In the State Senate, Kasser led an effort to reintroduce tolls on Connecticut's state highways, intended to generate revenue from out-of-state drivers; the proposal ultimately did not pass. She also proposed the creation of an Infrastructure Bank in Connecticut, designed to finance infrastructure projects through public-private partnerships; the legislation passed in the Senate but was not brought to a vote in the House. Kasser introduced a bill providing tax credits to employers who make payments on employees' student loans. An amended version of the bill was passed in the State Senate in May 2019, and signed into law by governor Ned Lamont the following month.

Kasser was a proponent Paid Family Medical Leave program, that was adopted by the Connecticut legislature in 2019. She also backed efforts to raise the state minimum wage during her time in office. Additionally, Kasser introduced a bill to eliminate Connecticut’s estate and gift tax, and advocated for changes to the state’s tax structure.

In 2021, Kasser introduced and championed legislation known as Jennifers' Law, which legally redefines domestic violence to include coercive control. The law includes multiple protections for victims of domestic violence and their children, including the ability to access free legal help, change locks in rental units and apply for restraining orders if they've experienced coercive control.
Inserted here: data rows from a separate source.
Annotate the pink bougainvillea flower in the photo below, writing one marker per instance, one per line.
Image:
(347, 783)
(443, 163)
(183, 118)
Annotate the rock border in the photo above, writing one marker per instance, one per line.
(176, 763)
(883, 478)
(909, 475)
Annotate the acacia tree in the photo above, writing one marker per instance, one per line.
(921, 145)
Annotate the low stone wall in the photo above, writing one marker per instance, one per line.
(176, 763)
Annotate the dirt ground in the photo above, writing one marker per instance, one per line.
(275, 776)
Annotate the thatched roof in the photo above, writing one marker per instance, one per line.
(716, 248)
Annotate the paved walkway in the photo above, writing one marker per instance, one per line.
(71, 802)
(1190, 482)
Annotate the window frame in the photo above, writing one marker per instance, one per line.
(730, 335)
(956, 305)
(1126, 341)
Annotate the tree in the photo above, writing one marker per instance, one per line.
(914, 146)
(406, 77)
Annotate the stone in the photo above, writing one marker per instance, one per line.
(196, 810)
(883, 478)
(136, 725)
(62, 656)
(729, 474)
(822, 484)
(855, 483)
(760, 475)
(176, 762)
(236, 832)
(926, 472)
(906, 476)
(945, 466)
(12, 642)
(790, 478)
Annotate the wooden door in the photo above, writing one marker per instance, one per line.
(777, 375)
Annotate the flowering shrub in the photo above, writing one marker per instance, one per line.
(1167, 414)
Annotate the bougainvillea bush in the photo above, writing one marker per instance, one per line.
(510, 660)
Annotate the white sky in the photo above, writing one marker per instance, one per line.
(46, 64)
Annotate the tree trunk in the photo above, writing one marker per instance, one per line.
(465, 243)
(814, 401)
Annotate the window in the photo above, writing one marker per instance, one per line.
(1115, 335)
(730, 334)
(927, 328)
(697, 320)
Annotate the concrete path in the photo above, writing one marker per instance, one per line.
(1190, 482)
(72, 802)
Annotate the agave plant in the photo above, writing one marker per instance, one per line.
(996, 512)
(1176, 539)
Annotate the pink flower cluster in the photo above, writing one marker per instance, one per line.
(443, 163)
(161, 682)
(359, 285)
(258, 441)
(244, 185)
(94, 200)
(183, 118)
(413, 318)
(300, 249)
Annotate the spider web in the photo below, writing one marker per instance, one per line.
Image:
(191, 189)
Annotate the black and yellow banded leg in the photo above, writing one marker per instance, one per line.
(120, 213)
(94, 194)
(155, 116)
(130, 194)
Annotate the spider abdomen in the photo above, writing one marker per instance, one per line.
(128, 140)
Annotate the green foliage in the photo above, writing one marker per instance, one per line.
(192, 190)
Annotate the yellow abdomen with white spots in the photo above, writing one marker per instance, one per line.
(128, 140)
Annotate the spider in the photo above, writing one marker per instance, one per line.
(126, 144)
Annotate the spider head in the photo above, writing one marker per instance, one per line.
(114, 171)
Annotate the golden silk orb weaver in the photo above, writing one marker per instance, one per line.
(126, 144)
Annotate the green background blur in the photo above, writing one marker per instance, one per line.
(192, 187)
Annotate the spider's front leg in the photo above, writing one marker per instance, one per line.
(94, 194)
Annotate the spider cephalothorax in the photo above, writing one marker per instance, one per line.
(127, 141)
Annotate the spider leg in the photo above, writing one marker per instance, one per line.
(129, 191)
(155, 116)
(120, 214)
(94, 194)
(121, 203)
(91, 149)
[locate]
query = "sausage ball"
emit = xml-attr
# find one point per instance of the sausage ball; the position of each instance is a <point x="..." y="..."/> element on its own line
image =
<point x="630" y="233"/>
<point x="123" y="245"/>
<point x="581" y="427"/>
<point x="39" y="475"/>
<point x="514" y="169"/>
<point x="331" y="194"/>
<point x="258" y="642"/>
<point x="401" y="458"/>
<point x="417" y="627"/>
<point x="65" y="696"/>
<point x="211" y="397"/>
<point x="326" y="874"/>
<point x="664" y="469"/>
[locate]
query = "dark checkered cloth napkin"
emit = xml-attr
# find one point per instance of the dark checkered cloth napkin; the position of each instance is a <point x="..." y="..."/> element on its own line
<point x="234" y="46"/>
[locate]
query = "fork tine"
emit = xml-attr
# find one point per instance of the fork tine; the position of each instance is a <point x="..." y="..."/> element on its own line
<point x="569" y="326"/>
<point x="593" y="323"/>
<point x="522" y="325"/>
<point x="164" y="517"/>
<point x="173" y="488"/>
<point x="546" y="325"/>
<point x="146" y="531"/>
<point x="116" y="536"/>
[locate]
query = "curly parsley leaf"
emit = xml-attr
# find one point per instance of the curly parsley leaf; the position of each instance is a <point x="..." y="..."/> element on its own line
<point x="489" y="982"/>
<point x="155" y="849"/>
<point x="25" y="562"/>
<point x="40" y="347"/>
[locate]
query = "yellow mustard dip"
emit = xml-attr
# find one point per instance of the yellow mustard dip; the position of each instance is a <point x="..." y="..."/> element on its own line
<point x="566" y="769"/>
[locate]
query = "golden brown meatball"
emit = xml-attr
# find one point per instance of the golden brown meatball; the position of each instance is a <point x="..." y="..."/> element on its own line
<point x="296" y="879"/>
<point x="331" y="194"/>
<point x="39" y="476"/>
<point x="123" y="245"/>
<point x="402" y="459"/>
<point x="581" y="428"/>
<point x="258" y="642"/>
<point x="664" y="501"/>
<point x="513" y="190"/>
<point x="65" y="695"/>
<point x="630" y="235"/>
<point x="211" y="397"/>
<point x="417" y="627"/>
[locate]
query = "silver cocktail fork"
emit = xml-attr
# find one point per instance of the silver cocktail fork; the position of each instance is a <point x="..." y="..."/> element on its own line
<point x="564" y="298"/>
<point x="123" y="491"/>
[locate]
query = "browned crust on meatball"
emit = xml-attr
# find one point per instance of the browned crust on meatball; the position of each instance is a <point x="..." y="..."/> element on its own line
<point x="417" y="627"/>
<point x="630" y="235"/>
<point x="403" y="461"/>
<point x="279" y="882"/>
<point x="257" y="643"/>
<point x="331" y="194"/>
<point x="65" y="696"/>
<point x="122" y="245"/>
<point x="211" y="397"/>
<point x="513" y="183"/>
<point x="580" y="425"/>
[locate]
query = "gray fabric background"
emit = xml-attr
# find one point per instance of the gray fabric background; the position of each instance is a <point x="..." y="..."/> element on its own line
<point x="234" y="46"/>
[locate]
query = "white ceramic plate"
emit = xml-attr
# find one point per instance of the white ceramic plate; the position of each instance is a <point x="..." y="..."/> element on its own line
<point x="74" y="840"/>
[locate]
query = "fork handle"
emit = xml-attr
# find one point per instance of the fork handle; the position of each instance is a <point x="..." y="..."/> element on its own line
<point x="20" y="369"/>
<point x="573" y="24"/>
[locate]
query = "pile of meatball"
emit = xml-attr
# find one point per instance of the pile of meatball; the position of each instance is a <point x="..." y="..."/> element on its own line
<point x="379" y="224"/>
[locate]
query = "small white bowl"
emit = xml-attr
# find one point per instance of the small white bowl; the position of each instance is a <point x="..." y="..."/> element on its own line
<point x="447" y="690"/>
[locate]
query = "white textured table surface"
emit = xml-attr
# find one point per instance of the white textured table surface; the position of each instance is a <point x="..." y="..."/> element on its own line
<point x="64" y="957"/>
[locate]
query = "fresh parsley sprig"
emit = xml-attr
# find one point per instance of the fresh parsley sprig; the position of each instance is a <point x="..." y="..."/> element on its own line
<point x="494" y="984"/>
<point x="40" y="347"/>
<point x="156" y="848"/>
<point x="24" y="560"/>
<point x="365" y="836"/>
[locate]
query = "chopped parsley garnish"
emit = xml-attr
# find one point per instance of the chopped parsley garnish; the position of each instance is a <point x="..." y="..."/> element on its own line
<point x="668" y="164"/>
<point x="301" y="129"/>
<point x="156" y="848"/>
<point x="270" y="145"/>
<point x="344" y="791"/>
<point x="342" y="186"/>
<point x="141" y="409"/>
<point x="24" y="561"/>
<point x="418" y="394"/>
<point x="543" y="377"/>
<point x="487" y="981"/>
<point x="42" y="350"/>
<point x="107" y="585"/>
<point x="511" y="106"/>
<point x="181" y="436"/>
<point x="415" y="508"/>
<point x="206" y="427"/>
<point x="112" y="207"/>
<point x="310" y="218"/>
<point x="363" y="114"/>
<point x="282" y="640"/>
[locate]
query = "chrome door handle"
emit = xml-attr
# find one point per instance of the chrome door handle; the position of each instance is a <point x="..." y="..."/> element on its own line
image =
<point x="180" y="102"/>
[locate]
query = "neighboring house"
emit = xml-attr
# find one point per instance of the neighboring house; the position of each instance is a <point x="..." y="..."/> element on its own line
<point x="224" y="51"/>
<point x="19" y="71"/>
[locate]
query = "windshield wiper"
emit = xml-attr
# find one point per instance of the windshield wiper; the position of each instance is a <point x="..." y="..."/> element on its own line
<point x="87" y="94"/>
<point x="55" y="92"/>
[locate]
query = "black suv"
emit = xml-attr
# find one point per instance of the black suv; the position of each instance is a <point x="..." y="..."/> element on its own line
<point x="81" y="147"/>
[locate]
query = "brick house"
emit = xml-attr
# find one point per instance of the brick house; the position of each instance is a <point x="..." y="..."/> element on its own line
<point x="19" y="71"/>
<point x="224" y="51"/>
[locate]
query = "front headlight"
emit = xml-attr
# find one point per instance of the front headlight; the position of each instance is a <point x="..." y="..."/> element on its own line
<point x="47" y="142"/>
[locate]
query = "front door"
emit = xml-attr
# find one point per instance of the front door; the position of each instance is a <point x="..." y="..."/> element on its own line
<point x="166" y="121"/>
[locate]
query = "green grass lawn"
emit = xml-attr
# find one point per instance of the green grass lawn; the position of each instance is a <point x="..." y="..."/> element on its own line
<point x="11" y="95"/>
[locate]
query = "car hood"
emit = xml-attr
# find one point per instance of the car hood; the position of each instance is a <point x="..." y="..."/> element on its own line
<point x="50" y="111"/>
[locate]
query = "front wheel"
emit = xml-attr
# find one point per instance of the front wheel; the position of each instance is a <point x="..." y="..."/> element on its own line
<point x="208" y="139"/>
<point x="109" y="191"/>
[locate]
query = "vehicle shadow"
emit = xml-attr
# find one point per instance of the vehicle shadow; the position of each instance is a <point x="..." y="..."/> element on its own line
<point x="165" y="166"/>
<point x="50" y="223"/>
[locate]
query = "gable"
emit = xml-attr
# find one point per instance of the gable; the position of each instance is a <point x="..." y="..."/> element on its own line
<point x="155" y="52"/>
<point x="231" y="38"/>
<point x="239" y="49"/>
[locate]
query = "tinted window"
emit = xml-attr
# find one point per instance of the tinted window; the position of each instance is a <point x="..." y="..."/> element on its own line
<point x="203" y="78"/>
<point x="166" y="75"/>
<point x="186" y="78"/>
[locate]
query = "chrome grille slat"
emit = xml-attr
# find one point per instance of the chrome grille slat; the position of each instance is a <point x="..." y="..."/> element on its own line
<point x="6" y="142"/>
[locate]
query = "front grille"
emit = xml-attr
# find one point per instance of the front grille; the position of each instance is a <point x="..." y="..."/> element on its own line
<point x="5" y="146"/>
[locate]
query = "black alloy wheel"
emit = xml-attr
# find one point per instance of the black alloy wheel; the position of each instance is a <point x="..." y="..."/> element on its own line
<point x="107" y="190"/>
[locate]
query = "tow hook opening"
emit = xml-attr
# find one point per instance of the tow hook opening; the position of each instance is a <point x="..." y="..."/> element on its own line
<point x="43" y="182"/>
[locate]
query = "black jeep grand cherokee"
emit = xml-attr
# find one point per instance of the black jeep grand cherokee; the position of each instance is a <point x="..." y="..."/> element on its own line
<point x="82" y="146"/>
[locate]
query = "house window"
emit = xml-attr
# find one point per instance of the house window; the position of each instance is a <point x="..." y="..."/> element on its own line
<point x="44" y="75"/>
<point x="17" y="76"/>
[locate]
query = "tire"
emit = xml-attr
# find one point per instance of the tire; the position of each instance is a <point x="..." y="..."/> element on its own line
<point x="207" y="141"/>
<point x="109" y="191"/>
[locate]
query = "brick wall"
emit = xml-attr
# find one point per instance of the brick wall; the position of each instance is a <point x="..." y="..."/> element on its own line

In a section that addresses custody matters, the law adds "physical and emotional safety of the child" as the first factor to be considered by judges and Guardian Ad Litems. They must also consider "the effect on the child of the actions of an abuser if any domestic violence, as defined in 46b1 (which now includes coercive control) has occurred between the parents." Jennifers' Law is named in honor of Jennifer Dulos, a New Canaan woman living in Kasser's district, who disappeared after a dispute with her husband, Fotis Dulos, and Jennifer Magnano, who was shot and killed by her husband in front of her children.

In 2021, Kasser introduced legislation known as the Connecticut Parentage Act. The law expanded legal recognition of parentage in Connecticut, extending legal protections to families including same-sex parents, unmarried parents and parents who conceive children through assisted reproduction.

== Divorce and resignation ==
On June 22, 2021, Kasser announced her resignation from the Connecticut State Senate at the end of her third legislative session, citing personal circumstances, including ongoing divorce litigation, as impeding her ability to perform her duties effectively. In her resignation note, she highlighted her legislative achievements and commitment to social issues, writing: 'I am particularly proud of introducing and passing legislation including the Parentage Act and Jennifers' Law so that no one is shamed for who they are or trapped in an abusive situation.'

Her seat was subsequently filled following a special election by Republican Ryan Fazio.

== Personal life ==
After filing for divorce, Kasser began dating her current partner, Nichola Samponaro, a political consultant and Realtor who grew up in Greenwich, CT. Samponaro volunteered as Kasser's 2018 and 2020 campaign manager.

In 2019, Kasser gave a TEDx talk describing her personal journey to finding "Love and Purpose."

== Non-profit involvement ==
From 2012 to 2016, Kasser was chairman of the Mount Sinai Children's Environmental Health Center board, an organization dedicated to advancing research on the environmental and epigenetic causes of children's diseases, including cancer. Kasser is the founder of The Parity Partnership, a non-profit dedicated to advancing gender equality in the public and private sectors. She was also chairman of Greenwich Community Gardens and has served on various boards dedicated to helping children, such as Kids in Crisis.